India must stave off malnourishment to set its children up for life

Malnourished children reportedly earn twenty percent less as adults than other children, according to research by Save the Children. Micronutrient deficiencies alone cost India 0.4 percent of its GDP each year, according to the World Bank. Severe malnourishment as a child can result in conditions such as stunting or, in its most severe form, wasting.

Stunting refers to when a child is not tall enough for their age. The condition is generally caused by malnutrition or repeated infections impacting the natural growth of the child. Prevalence of the condition in India is high, affecting 38.4 percent of children (though in some districts the figure can be as high as 65.1 percent).

Stunting during infancy is linked to a range of poor health indicators in later life, including poor educational performance. This may account for the newly released statistic that 66 percent of working Indians experience lower wages because of stunting.

Poor educational performance results in a child’s earning capacity in later life being massively limited. This has an immediate effect on the Indian economy, as due to the widespread nature of stunting there are fewer available highly skilled workers. Many children in poorer areas may even forsake their education in favour of helping their family in sectors such as farming. 

This, in turn, often leaves the child impoverished in their own adult life, making it all the more likely that their own children are impoverished. This results in a cycle of poverty in which both the Indian economy and the lives of individuals, are impacted to a severe degree.

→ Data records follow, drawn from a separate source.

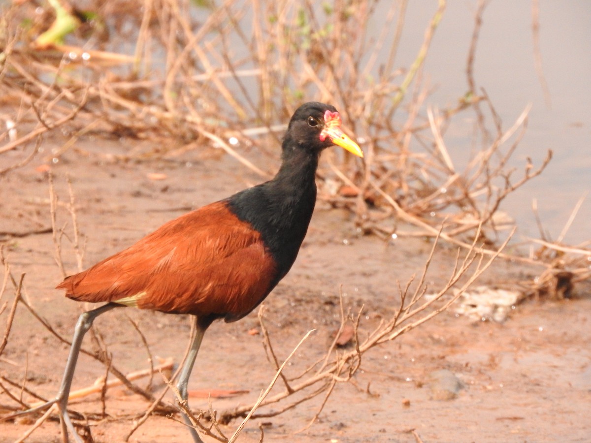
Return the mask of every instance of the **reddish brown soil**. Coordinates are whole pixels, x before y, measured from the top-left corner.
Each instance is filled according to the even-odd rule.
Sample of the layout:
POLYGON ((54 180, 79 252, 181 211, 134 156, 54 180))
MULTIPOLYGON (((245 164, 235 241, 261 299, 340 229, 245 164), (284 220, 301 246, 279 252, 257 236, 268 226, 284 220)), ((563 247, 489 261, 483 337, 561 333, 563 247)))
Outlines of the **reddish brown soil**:
MULTIPOLYGON (((123 151, 122 144, 87 139, 77 145, 88 157, 69 152, 51 166, 60 200, 68 194, 65 177, 72 177, 80 230, 85 237, 84 265, 88 266, 131 244, 163 222, 191 207, 223 198, 258 181, 232 159, 189 153, 170 161, 134 162, 111 161, 123 151), (190 162, 190 164, 187 162, 190 162), (166 174, 154 180, 148 174, 166 174)), ((59 146, 59 145, 56 145, 59 146)), ((44 152, 52 145, 46 144, 44 152)), ((9 163, 17 157, 5 155, 9 163)), ((35 168, 40 159, 0 179, 0 231, 24 234, 50 227, 46 174, 35 168)), ((269 162, 268 169, 272 169, 269 162)), ((63 206, 59 224, 71 223, 63 206)), ((82 307, 53 288, 61 281, 50 233, 22 237, 4 235, 5 255, 15 276, 26 273, 24 295, 56 330, 70 337, 82 307)), ((63 239, 66 271, 76 270, 75 255, 63 239)), ((404 283, 422 270, 430 248, 428 242, 399 239, 385 244, 374 237, 359 237, 346 213, 319 203, 300 256, 288 276, 265 302, 267 324, 280 358, 301 337, 316 328, 287 368, 288 376, 322 355, 338 328, 338 294, 356 311, 363 307, 362 333, 389 317, 398 303, 397 279, 404 283), (346 240, 346 241, 343 241, 346 240)), ((453 264, 445 245, 438 250, 427 283, 437 288, 453 264)), ((516 280, 535 269, 499 262, 484 275, 482 284, 516 280)), ((249 422, 239 440, 259 441, 264 424, 265 441, 414 442, 413 430, 425 442, 544 442, 591 441, 591 298, 588 287, 577 288, 576 299, 528 302, 517 307, 503 324, 472 323, 444 312, 395 341, 368 352, 354 383, 337 385, 319 419, 306 426, 322 400, 277 416, 249 422), (446 369, 462 383, 457 397, 436 400, 430 389, 430 374, 446 369)), ((9 287, 0 306, 10 303, 9 287)), ((0 315, 4 329, 8 309, 0 315)), ((147 367, 147 354, 128 318, 139 327, 155 356, 178 362, 187 345, 189 320, 181 316, 118 310, 95 324, 113 364, 124 372, 147 367)), ((191 389, 244 389, 232 399, 213 399, 219 411, 253 402, 274 370, 261 345, 256 312, 231 324, 215 323, 207 331, 191 379, 191 389)), ((89 338, 85 346, 91 348, 89 338)), ((0 373, 48 398, 57 389, 67 347, 59 343, 24 308, 18 307, 8 346, 0 360, 0 373)), ((81 357, 74 389, 92 385, 105 373, 101 364, 81 357)), ((147 381, 138 384, 144 386, 147 381)), ((155 383, 161 385, 159 376, 155 383)), ((4 384, 4 383, 3 383, 4 384)), ((282 386, 279 383, 275 391, 282 386)), ((11 389, 18 395, 18 390, 11 389)), ((165 398, 172 401, 172 396, 165 398)), ((25 399, 28 401, 26 396, 25 399)), ((194 409, 207 408, 207 400, 193 399, 194 409)), ((0 405, 16 403, 0 393, 0 405)), ((148 403, 121 389, 107 394, 108 418, 91 422, 96 442, 122 441, 135 417, 148 403)), ((99 413, 99 396, 72 402, 76 411, 99 413)), ((278 407, 277 407, 278 408, 278 407)), ((269 412, 273 408, 259 412, 269 412)), ((238 422, 223 426, 231 435, 238 422)), ((30 422, 0 422, 0 441, 14 441, 30 422)), ((56 421, 44 424, 28 442, 60 441, 56 421)), ((207 440, 209 441, 210 440, 207 440)), ((163 416, 150 418, 130 441, 187 442, 183 426, 163 416)))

Investment into public health, as well as nutritional schemes aimed towards those in impoverished communities (both in rural and urban areas), could be a major stepping stone to reducing child malnutrition rates. This, in turn, would improve the educational performance of many of India’s youth, giving them greater opportunity in later life — and in the process, driving the economy. 


Funding required to continue the fight against infectious disease

Infectious disease has perhaps been the area in which India has had its most notable public health success stories. Rates of malaria and HIV have fallen in recent years. These were among some of the diseases with the greatest impact on the health of the nation, and, therefore, the economy.

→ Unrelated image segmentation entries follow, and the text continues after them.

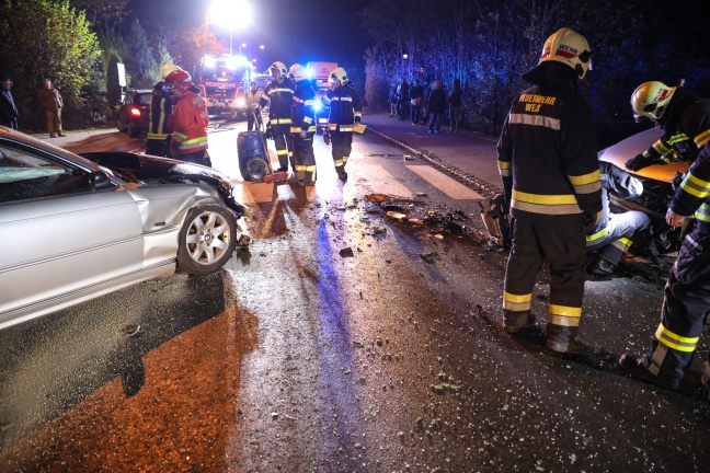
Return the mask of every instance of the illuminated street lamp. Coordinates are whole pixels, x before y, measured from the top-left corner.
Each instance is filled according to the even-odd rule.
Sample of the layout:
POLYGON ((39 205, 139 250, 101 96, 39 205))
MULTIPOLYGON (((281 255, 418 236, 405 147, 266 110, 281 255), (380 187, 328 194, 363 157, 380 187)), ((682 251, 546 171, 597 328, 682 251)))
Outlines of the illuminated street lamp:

However, the greatest success stories have been those of polio and smallpox. Through sustained vaccination campaigns, these diseases have been entirely eradicated from India. This is a testament to both the efficacy of vaccination as a public health tool, and the drive behind India’s medical community down to the grassroot levels.

Without adequate funding, the initiatives that eradicated these diseases could never have taken place. While India has witnessed a considerable reduction in other infectious diseases, they remain considerable public health challenges and new challenges are emerging.

In the example of malaria, India still accounts for 45 percent of the world’s cases. While cases are falling, progress on elimination is losing traction. As with many other diseases rural, hard to reach areas are acting as bastions for the infection to spread. Within densely packed urban metros, there are ample opportunities for vector-borne diseases such as malaria to resurge even after an area has seen cases fall. Surveillance systems must be improved to allow rapid diagnosis and treatment. Such improvements to infrastructure cannot be made without ample funding. 

Drug resistance is also likely to become a major issue unless the problem is addressed rapidly. Nowhere is this more evident than in the growing threat of drug-resistant tuberculosis (TB). Should first-line therapies become ineffective, the more expensive second- and third-line therapies become a necessity to curb disease outbreaks. Without ample funding, drug-resistant strains could see infectious disease rates rise to rival NCDs once more.

In order to cope with its dual burden of infectious diseases and NCDs, India must invest more into its health system, or risk it being overwhelmed. Currently, public health expenditure lingers at around 1.4 percent. This is despite promises by the Centre to increase funding for healthcare to 2.5 percent.